I may do this if I cannot get things to work otherwise. I appreciate the
advice.
--
Michael Gass
mg...@csbsju.edu

Michael Gass

unread,
May 17, 2013, 11:20:36 PM5/17/13
to
On Fri, May 17, 2013 at 09:26:58PM +0200, Dimitry Andric wrote:
> On May 17, 2013, at 19:56, Michael Gass <mg...@csbsju.edu> wrote:
> > Running 9.0-Stable on an i386.
> >
> > Whenever I type a command at the prompt I get
> > the output
> >
> > /usr/local/lib/libintl.so.9: Undefined symbol "_ThreadRuneLocale"
> >
> > and nothing else - the command will not run.
>
> Are you running bash, by any chance? Because bash is usually linked to
> libintl, for its internationalized messages.
>

Not running bash. Running csh.

> In any case, it looks like there is a mismatch between your libc.so, and
> your ports. Did you recently update your base system?
>

Updated the ports tree with portsnap and was in the process of
updating my ports when the problem occurred with updating freetype2.

>
> > Started to happen after trying to update the freetype2 port.
> > Got an error msg while updating libXft-2.1.14. From that point
> > on I cannot use the command line.
>
> How did you update those ports? Did you rebuild them, or install
> precompiled binary packages? If the latter, where exactly did you
> retrieve those packages from?
>

I use portmaster with the -P option to use a package if available.
So some are built and some are downloaded as packages.

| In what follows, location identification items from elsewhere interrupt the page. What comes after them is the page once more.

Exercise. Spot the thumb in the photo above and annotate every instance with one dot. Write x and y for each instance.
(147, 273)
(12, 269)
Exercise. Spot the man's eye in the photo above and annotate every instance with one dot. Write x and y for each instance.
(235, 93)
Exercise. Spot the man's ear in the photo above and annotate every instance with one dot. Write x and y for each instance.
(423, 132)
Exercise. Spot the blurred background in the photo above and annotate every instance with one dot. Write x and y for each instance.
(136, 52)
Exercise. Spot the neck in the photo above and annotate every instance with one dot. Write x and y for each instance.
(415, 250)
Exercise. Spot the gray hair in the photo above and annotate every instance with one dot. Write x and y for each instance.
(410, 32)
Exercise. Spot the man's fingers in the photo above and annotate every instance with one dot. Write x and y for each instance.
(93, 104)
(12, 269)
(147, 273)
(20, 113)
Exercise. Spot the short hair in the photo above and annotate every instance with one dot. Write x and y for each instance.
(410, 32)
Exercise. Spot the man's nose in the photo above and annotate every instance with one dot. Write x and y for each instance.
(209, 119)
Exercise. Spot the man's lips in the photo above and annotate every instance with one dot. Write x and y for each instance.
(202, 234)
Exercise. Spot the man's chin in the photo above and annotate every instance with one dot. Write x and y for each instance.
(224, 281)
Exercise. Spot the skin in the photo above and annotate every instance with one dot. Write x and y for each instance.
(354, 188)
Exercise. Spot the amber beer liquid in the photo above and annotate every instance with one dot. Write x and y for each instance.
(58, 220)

Thanks for getting back to me.

--
Michael Gass
mg...@csbsju.edu

Warren Block

unread,
May 21, 2013, 11:24:34 AM5/21/13
to
It is almost always a mistake to set CFLAGS in make.conf. Not only does
it not improve performance, it frequently causes problems. It will
sometimes decrease performance for ports that can safely use custom
CFLAGS themselves, because it prevents them from using those custom
flags.

In other words, custom CFLAGS provide few or zero improvements, and have
a significant risk of causing problems.